The Ningaloo Reef is 260 km long and is one of the longest fringing reefs in the world. Fringing reefs are situated closer to land than barrier reefs. The closest part of the ocean-facing edge of the Ningaloo Reef to land is only around 300m offshore, making it nice and easy to get to in any conditions.

The Ningaloo is a divers paradise, with amazingly high biodiversity, hundreds of corals, an abundance of fish, comfortable warm water, as well as all the big exciting stuff which you never know might turn up on a dive! The Ningaloo reef supports over 500 different species of fish, from the pretty, colourful, reef fish, to big, hunting, pelagic fish, 300 species of corals, the majority being hard corals, but plenty of pastel soft corals and sponges at the islands and in the Gulf and, finally, over 500 species of mollusks, including shells, octopus, squid and nudibranches.

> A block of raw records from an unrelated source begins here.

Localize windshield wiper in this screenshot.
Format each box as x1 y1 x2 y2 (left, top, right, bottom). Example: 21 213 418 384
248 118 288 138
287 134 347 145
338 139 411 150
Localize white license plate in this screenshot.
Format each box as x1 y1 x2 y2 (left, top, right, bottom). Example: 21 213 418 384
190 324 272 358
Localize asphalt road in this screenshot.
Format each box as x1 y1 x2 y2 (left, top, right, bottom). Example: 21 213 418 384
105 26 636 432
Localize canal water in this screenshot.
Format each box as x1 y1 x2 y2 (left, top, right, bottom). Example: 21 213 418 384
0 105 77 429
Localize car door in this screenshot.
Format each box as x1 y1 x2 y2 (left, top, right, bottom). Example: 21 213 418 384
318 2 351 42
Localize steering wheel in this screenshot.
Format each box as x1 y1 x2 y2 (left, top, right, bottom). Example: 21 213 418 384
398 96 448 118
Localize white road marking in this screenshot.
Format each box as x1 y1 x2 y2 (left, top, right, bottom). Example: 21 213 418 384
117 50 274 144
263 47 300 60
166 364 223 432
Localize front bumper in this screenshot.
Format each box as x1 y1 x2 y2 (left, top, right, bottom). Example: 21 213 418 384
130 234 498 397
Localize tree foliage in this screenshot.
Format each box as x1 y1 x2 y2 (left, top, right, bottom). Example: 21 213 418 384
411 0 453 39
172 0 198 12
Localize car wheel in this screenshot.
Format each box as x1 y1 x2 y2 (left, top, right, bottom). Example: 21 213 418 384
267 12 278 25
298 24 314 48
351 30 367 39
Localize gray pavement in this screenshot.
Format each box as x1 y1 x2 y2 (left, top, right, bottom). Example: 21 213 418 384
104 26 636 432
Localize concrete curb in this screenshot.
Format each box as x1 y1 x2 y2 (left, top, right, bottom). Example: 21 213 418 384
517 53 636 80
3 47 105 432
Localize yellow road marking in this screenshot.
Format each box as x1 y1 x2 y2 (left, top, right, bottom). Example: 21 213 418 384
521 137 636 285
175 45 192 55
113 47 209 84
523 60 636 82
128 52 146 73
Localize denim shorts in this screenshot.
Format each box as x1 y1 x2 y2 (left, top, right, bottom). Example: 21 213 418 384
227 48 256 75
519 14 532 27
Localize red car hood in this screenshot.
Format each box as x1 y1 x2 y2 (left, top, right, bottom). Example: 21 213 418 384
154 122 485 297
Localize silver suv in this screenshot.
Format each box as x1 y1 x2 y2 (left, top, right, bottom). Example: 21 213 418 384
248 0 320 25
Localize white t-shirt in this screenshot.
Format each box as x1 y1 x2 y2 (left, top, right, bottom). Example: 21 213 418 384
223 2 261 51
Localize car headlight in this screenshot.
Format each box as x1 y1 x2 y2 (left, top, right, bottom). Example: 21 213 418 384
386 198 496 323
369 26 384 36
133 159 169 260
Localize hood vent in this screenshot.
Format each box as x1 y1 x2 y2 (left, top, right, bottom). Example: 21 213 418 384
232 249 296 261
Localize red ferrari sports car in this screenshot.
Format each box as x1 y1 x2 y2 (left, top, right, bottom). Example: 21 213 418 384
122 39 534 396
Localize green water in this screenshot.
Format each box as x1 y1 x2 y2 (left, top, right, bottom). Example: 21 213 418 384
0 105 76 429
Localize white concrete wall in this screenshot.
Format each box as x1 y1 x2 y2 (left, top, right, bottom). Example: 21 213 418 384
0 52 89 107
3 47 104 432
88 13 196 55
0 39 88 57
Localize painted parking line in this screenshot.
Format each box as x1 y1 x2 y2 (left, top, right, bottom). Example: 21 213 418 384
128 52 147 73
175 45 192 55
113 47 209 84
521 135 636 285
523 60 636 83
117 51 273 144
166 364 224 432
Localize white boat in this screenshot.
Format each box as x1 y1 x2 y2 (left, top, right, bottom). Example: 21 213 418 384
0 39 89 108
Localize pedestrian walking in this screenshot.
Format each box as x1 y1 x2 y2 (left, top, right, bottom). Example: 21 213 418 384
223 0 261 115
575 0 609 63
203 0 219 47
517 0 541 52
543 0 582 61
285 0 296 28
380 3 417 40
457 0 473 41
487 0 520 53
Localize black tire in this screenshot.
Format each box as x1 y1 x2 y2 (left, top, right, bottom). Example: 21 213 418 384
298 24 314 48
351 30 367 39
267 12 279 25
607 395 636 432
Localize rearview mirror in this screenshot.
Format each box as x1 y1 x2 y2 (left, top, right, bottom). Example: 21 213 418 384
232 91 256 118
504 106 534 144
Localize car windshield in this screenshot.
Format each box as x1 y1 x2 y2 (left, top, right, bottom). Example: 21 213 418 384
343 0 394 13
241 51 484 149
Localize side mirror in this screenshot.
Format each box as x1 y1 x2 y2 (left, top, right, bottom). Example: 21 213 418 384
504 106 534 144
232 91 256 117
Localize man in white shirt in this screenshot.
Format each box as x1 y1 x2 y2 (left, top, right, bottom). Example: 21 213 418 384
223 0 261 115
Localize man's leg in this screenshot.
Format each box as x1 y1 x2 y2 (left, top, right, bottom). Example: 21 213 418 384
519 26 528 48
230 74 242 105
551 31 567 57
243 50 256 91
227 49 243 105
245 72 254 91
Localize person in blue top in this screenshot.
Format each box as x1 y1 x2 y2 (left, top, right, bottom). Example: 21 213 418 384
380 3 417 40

In 1987, the Ningaloo was designated as the Ningaloo Marine Park by the State Government. In 2011 the reef and surrounding areas – a total area of 2435 km2 – were World Heritage Site listed by the United Nations. As a result there are very strict regulations on where fishing can be carried out and the amount that can be done, as well as how tours such as ours have to operate to ensure the sustainability and minimise the impact of people on the area. This means the Ningaloo is kept as beautiful, remote and pristine as it has always been.

The reef is perhaps most famous for its whale sharks, which use the nutrient rich waters to feed, but the whale sharks are not the only mega fauna that are worth visiting the area for. Our Ningaloo ‘big three’ consists of Whale Sharks, Manta Rays and Humpback Whales, all of which return to the Ningaloo or pass through it each year. On top of this the Ningaloo boasts dolphins, dugongs, sharks, rays and more turtles than you could imagine! Its beaches are an important breeding ground for loggerhead, green and hawksbill turtles, with turtle nesting monitoring programs being run annually – you can visit the Jurabi Turtle Centre to find out more.

Empty, long white sandy beaches run parallel to most of the length of the reef, emphasizing that the Ningaloo really is paradise.